Pan Seared Chicken with Green Bean, Japanese Eggplant, and Muscadine Sauté
Pan Seared Chicken with Green Bean, Japanese Eggplant, and Muscadine Sauté

Hey everyone, it’s me, Dave, welcome to my recipe site. Today, I will show you a way to make a distinctive dish, pan seared chicken with green bean, japanese eggplant, and muscadine sauté. One of my favorites food recipes. This time, I am going to make it a little bit tasty. This is gonna smell and look delicious.

To accompany pan-seared chicken, we're making a pair of satisfying sides: roasted eggplant, which turns deliciously creamy when mashed with Greek While the eggplant roasts, pat the chicken dry with paper towels; season with salt and pepper on both sides. In a medium pan (nonstick, if you have. Eggplant isn't like green beans or broccoli that you can just steam and top with butter.

Pan Seared Chicken with Green Bean, Japanese Eggplant, and Muscadine Sauté is one of the most popular of current trending foods in the world. It’s easy, it is fast, it tastes delicious. It is enjoyed by millions every day. Pan Seared Chicken with Green Bean, Japanese Eggplant, and Muscadine Sauté is something which I have loved my entire life.
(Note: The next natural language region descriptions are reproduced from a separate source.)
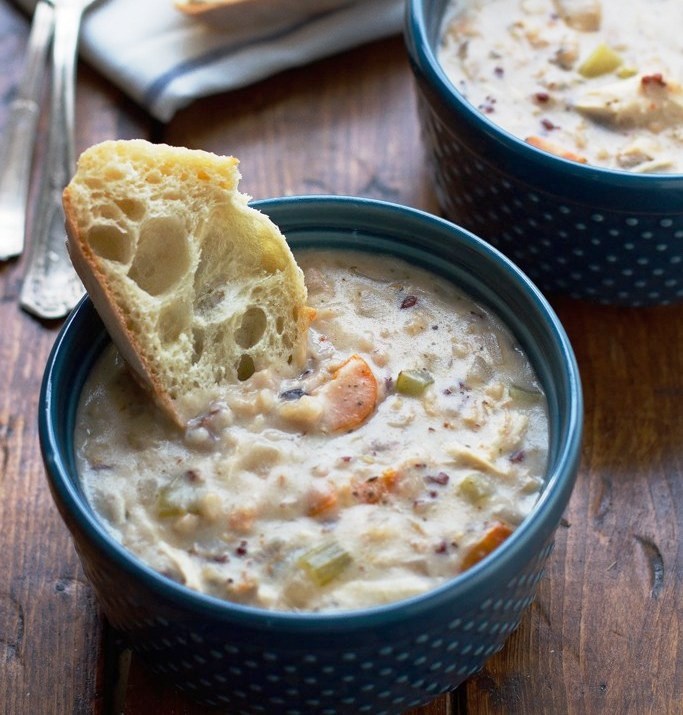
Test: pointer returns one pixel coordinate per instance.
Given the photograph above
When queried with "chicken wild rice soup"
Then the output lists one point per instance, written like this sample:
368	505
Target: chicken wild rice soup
595	81
411	446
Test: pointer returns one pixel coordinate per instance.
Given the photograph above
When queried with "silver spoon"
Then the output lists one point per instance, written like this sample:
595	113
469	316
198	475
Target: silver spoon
51	287
19	136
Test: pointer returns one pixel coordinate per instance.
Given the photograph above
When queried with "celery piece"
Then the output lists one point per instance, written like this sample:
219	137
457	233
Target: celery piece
625	72
177	499
324	562
413	382
601	61
474	488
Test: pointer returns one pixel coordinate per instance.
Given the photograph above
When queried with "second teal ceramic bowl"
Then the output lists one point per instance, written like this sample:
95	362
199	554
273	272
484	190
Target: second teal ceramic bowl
378	660
606	236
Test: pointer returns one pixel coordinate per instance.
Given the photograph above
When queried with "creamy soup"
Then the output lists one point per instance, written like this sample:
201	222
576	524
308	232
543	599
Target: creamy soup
596	81
413	443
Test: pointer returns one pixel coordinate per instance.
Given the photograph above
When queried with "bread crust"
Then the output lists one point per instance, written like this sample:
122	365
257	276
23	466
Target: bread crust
196	288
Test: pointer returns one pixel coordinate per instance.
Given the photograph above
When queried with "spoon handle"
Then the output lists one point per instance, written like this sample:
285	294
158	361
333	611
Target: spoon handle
51	287
20	134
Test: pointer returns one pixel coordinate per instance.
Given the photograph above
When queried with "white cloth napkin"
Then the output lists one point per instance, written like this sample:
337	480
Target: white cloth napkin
164	59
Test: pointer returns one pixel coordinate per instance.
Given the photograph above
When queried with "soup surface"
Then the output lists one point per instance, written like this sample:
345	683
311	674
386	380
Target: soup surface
596	81
412	445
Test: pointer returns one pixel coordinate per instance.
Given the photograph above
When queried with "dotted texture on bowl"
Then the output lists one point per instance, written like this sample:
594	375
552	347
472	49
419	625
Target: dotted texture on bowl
607	256
379	670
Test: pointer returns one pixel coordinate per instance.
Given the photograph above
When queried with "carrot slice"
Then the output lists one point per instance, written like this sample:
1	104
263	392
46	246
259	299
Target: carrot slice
552	148
349	397
490	541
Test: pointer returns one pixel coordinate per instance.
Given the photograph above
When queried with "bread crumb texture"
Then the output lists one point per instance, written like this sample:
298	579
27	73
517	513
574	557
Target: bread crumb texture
203	288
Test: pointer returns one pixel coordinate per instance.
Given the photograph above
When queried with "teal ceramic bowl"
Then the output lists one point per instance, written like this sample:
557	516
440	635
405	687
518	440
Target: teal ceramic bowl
606	236
379	660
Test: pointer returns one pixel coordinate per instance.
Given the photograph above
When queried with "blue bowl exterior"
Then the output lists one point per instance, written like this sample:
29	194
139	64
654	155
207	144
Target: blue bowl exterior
607	236
380	660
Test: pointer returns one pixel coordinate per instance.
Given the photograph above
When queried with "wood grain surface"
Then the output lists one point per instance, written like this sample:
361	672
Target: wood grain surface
604	634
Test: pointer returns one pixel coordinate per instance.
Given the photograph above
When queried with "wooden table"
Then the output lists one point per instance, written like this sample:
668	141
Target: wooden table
603	636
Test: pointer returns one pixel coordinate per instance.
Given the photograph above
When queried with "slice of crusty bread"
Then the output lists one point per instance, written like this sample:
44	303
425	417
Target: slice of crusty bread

They are nice and they look wonderful.

To get started with this particular recipe, we have to prepare a few ingredients. You can have pan seared chicken with green bean, japanese eggplant, and muscadine sauté using 12 ingredients and 6 steps. Here is how you can achieve it.

The ingredients needed to make Pan Seared Chicken with Green Bean, Japanese Eggplant, and Muscadine Sauté:
  1. Prepare 8 oz boneless, skinless chicken
  2. Get 1 Kosher salt, to taste
  3. Make ready 1 Black pepper, to taste
  4. Prepare 4 oz muscadines, peeled and seeded
  5. Take 3 tbsp vegetable oil, divided
  6. Make ready 2 sprigs fresh marjoram
  7. Take 1 each chicken bouillon cube
  8. Prepare 1 each Japanese eggplant, halved and sliced 1/4”
  9. Get 6 oz green beans, chopped into 2” pieces
  10. Make ready 2 tsp brown sugar
  11. Make ready 2 tbsp butter
  12. Make ready 1 oz Parmesan or other hard cheese, shaved

Add your favorite protein for a great one dish meal! This is my version of my friend Mayumi's recipe. Slice your eggplant thinly and into small pieces. Toss eggplant in hot pan (I use a spray oil like Pam) with the sauce mixture.

Instructions to make Pan Seared Chicken with Green Bean, Japanese Eggplant, and Muscadine Sauté:
  1. Season the chicken with kosher salt and black pepper, and set aside at room temperature.
  2. To peel and seed the muscadines: cut the muscadines in half, starting at the stem end. Working over a bowl to catch excess juice, remove the seeds and discard, pinch to press the flesh from the peel. Put the flesh in with the juice, and reserve the skins separately.
  3. Heat a small sauté pan over medium-high heat, then add 1 tablespoon of vegetable oil. Cook chicken until browned on first side, flip and add marjoram sprigs and muscadine - skins. Once chicken is cooked through, remove chicken from the pan and set - aside. Dissolve bouillon cube in 4 ounces of water, and bring to a boil. Reduce heat to simmer and cook until the volume of the stock has reduced by about half, then turn off the heat. Remove the herb stems and muscadine skins.
  4. Heat a large sauté pan over medium-high heat. Add half of the vegetable oil and eggplant. Cook while stirring for 2-3 minutes. Add the green beans, and continue to cook and stir for 5-6 more minutes, or until the veggies are just cooked. Stir in the muscadine flesh, and season to taste with salt and pepper.
  5. Return the chicken to the pan with chicken stock, and warm over medium heat. Stir in the brown sugar and butter and adjust seasoning to taste with salt and pepper.
  6. Place a mound of green beans, eggplant and muscadines in the center of the plate, then top with shaved cheese. Carefully set the chicken on top of the vegetables. Enjoy!

Stir fry Spicy Chicken Green Bean with Black Bean Sauce. Easy Pan-Seared Chicken Breasts have a crunchy crust and lots of flavor from Italian seasoning! This easy chicken recipe turns out excellent every single time! To make this pan seared chicken, make sure to use thin boneless skinless chicken breasts. You can easily dredge them in the flour mixture.

So that’s going to wrap this up for this exceptional food pan seared chicken with green bean, japanese eggplant, and muscadine sauté recipe. Thank you very much for reading. I am sure you will make this at home. There’s gonna be more interesting food at home recipes coming up. Remember to bookmark this page on your browser, and share it to your loved ones, friends and colleague. Thanks again for reading. Go on get cooking!